A new way to deal with passwords. Facts Derived Passwords.
PROBLEM
I want to have unique strong passwords for every sites that I register. But, remembering them is hard.
Password managers are a possible solution.
But I don’t like relying on some service and database.
My mind is uncomfortable thinking “What if that site went down?”
😧
So, I came up with Facts Derived Passwords
What is FDP?
Facts Derived Passwords (FDPs) are the passwords derived from,
- Public Facts (email, domain and id)
- Private Facts (master password)
It mashes up all the facts into a single string using the AES encryption algorithm, to use it as a password.

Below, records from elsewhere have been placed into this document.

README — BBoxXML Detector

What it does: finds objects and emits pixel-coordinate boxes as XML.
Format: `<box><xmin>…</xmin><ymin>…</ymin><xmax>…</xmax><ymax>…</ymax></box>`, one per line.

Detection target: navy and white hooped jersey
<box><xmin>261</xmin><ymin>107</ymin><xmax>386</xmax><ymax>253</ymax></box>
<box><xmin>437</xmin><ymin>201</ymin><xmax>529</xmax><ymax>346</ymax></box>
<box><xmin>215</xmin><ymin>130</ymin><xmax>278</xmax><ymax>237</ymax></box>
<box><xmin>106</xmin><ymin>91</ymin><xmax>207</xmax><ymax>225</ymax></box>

So, its not stored in a database.
Internet isn’t needed to generate FDPs.
All you have to remember is the master password.
All other stuff are not secrets (including algorithm).
How to use FDP?
Registering/logging in,
Go to the FDP generator;
Enter your email;
Enter the domain of the site that you are registering/logging in;
Enter 0 as ID;
Generate FDP and use that as password;
Changing passwords,
Go to the FDP generator;
Increment the ID by one;
Generate FDP;
change the password of the site to the new FDP;
Don’t forget to note down the ID of the FDP that’s currently used in a site, and use it when you are generating FDP to log in. Its not a secret. so, you can store it in google drive or something.
AND I plan on making a chrome extension for FDP generation in future.
Good luck for dealing with passwords.